In the example below, let’s say you earn $45,000 per year and decide to put $5,000 into the DCRP to pay for dependent care you expect to incur in the next 12 months. You can save $750 by lowering your taxable income, and paying less tax.

Without the DCRP, you pay taxes on every dollar you earn, and then you pay for dependent care expenses. With DCRP, you can set aside a portion of each paycheck before taxes are calculated, so the taxes you owe should decrease. In other words, you won’t pay taxes on the money you spend on qualified dependent care expenses through this plan. Notice the difference in your take-home pay.

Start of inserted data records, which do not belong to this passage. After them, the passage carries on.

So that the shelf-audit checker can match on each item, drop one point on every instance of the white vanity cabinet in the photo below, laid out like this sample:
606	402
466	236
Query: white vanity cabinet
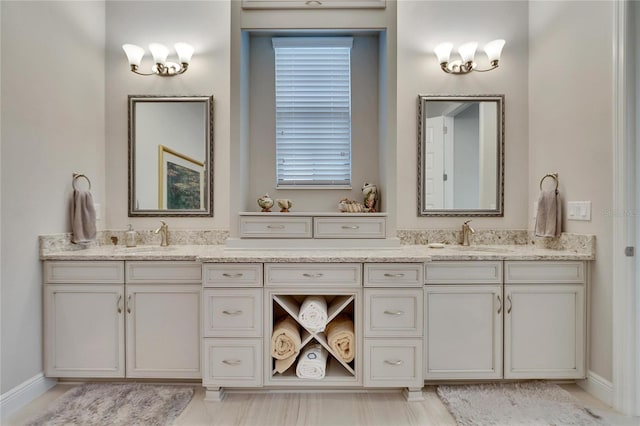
393	325
84	319
544	324
232	324
163	319
542	306
463	320
88	305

Example of Tax Savings in the DCRP

Annual Tax Savings Example*

With DCRP

Without DCRP

If your taxable income is:

$45,000

$45,000

You deposit this annual amount into your DCRP:

$5,000

$0

Your taxable income is now:

$40,000

$45,000

Subtract Federal, and Social Security taxes: *

$5,221

-$5,971

If you spend after-tax dollars for eligible expenses:

$0

-$5,000

Your net take-home pay is:

$34,779

$34,029

Your tax savings with a DCRP is:

$750

* Married, filing jointly in 2007: This example is for illustration only and assumes a combined tax rate (income, FICA, Medicare) of 25%. Your own personal tax situation may differ. Check with your tax advisor to see how much the DCRP will benefit you.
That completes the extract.